Over the past several years, the government has intermittently bestowed signs of approval on Confucius. The thaw has been part of a more general re-assessment of religious and cultural heritage. A number of Buddhist temples have been restored: I attended the re-opening of a major temple in Yunnan in 2011. Confucian temples have also been restored and re-opened, and Confucius has been returned to the syllabus in many colleges and universities. Confucius Institutes proliferate, with at least 350 now operating all over the world, many on college campuses. (I am among the faculty at the University of Pennsylvania who understand these Institutes to be instruments of Party propaganda and who actively oppose our university’s cooperation with this activity.)
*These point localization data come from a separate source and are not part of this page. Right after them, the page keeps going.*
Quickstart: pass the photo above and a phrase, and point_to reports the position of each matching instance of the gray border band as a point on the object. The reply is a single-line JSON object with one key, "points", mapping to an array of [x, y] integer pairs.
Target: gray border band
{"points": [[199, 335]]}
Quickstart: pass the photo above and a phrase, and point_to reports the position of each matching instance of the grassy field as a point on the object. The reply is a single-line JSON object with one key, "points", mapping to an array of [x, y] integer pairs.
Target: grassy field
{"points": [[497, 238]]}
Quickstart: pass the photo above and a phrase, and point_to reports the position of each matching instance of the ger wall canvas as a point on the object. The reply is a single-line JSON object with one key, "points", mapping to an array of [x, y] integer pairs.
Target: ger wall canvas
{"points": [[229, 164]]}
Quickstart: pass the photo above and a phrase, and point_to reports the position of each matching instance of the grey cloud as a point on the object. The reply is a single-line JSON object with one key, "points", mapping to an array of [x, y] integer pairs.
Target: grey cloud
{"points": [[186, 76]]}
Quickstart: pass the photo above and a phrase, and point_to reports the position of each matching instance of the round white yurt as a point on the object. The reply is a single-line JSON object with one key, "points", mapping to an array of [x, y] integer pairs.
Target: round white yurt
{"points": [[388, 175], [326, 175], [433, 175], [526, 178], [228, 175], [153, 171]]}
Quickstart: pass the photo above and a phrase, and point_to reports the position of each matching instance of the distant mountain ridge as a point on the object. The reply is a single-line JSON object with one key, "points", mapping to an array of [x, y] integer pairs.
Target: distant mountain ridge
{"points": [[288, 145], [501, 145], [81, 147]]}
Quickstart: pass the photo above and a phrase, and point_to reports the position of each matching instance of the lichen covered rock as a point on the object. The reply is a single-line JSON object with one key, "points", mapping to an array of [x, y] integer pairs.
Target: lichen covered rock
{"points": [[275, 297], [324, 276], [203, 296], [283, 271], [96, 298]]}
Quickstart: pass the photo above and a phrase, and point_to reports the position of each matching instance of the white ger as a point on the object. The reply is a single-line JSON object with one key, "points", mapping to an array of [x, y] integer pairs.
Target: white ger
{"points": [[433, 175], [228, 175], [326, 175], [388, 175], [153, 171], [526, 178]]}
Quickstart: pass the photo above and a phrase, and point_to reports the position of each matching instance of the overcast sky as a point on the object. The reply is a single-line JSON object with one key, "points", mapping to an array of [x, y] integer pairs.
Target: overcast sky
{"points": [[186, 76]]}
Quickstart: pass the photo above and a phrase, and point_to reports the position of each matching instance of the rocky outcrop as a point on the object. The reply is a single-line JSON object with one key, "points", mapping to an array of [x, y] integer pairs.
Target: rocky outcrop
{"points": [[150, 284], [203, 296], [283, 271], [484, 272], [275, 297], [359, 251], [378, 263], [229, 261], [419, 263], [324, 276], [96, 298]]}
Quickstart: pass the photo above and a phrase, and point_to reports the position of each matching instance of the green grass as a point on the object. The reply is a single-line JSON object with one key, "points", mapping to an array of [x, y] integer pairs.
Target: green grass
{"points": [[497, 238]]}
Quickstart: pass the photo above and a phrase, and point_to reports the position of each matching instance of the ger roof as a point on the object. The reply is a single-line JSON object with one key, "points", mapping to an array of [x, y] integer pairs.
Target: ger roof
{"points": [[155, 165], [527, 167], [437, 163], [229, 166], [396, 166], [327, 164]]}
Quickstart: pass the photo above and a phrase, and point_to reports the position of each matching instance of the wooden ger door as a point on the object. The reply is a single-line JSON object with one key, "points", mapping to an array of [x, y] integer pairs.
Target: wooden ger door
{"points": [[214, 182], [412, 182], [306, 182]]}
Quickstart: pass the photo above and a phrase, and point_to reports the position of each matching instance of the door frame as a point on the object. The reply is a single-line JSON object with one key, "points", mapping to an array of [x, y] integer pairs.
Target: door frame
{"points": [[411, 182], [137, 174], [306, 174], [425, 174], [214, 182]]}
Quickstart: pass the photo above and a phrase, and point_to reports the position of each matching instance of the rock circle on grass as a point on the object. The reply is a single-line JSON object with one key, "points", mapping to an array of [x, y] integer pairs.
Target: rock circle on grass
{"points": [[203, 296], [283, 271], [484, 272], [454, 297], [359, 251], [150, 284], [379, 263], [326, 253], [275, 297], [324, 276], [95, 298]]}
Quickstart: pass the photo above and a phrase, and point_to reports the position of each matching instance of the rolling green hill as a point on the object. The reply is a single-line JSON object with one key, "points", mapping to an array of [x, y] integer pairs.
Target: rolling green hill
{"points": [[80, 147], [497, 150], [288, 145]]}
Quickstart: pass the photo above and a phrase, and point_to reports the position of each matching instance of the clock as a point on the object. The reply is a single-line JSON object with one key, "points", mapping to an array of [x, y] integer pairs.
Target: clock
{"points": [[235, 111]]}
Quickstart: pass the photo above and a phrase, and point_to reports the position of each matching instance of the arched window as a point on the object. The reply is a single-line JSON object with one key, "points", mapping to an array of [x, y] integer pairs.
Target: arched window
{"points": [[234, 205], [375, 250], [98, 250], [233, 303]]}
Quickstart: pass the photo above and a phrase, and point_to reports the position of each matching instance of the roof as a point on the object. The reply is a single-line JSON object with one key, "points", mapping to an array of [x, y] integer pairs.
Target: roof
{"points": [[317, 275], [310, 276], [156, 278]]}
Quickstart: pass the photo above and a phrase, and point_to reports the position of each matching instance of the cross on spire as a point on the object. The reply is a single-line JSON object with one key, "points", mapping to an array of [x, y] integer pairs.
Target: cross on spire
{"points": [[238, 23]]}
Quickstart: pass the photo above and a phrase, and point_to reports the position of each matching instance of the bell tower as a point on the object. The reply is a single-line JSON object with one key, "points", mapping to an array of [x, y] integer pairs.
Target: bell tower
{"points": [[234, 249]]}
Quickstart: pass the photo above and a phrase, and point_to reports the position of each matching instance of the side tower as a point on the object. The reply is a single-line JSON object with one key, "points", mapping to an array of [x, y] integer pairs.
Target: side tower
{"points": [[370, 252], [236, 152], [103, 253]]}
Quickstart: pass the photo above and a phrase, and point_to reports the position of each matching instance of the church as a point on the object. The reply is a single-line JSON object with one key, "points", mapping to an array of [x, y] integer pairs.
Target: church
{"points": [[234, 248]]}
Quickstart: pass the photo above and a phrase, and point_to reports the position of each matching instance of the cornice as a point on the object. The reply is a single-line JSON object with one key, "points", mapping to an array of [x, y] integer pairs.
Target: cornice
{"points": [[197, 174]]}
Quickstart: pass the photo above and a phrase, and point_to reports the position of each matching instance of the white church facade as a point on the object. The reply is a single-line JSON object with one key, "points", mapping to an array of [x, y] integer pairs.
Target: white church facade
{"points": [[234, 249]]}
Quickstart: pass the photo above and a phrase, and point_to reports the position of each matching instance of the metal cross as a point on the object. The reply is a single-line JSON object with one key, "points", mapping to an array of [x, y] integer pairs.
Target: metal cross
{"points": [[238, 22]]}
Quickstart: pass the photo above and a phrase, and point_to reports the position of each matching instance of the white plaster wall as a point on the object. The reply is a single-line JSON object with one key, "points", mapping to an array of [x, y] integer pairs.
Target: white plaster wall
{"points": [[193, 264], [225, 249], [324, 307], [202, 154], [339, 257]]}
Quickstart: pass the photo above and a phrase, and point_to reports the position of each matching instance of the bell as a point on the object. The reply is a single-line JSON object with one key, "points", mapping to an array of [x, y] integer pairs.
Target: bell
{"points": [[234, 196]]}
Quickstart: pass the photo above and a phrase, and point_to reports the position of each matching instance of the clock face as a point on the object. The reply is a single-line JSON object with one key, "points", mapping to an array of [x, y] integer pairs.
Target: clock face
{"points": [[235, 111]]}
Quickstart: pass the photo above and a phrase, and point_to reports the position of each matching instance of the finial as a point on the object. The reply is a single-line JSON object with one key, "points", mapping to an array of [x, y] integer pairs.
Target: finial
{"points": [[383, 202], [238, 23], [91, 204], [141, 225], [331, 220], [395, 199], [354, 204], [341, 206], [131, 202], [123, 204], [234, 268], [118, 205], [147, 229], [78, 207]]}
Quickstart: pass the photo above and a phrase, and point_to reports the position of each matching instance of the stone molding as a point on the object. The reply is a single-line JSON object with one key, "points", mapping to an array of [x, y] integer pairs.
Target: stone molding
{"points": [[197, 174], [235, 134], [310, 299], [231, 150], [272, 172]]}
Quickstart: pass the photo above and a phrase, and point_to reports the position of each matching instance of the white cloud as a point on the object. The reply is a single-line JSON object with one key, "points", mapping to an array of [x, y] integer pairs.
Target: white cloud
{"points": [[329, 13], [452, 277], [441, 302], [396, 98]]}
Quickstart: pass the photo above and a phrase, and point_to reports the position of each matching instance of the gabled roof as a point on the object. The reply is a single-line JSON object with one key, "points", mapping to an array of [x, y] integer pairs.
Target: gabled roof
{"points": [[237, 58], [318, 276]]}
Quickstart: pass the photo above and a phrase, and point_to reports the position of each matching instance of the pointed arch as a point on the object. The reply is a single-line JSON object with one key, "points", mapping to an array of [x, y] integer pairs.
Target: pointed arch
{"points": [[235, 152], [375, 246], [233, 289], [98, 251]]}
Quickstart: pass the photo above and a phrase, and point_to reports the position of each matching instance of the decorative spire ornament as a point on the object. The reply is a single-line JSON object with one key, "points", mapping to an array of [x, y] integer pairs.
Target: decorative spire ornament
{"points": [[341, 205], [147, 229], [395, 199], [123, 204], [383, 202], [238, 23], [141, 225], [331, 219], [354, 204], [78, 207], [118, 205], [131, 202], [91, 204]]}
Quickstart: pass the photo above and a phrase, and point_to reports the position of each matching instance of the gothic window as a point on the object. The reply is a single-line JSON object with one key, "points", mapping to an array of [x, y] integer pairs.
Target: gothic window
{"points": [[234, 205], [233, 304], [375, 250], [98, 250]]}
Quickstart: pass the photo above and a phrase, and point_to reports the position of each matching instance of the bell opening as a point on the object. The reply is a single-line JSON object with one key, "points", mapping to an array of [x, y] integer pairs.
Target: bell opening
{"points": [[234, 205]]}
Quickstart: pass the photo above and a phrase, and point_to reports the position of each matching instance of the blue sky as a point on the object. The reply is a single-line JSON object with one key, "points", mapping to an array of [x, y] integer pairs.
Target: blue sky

In what seemed to be the most dramatic symbol of Confucius’s rehabilitation, in January 2011, a thirty-one-foot bronze statue of Confucius was unveiled near Tiananmen Square—the Party’s most sacred real estate. No official explanation was provided, reducing observers to speculation. The favored hypothesis pointed toward a Party effort to enhance its own legitimacy by attaching itself to a sage to whom millions have remained loyal throughout decades of Communist denigration. Indeed, with his emphasis on harmony and deference to authority, Confucius might even be useful to a morally bankrupt regime that is willing to do whatever it takes to hold onto power.
It all seemed to make sense. Then just four months later, as suddenly as it had appeared, the seventeen-ton statue was removed from Tiananmen and sequestered in the less prominent courtyard of the National Museum. As usual, officials had no comment, which, as usual, provoked more speculation. Perhaps the embrace of Confucius had gone too far; perhaps what is sometimes called the Maoist wing of the Party had successfully fought back. (The now disgraced Bo Xilai, at that moment promoting a Mao revival, was nearing the height of his influence.) Of course, if the statue re-appears, new explanations will have to be contrived.
I intend to keep my eye on Pearl Buck’s statue, which is a reminder that in China the cultural is always political. In their different ways, and on different scales, both the public and the hidden debates over Pearl Buck and Confucius illustrate the difficulties the Party faces in making up its mind about the past and therefore about the future of the world’s most populous country.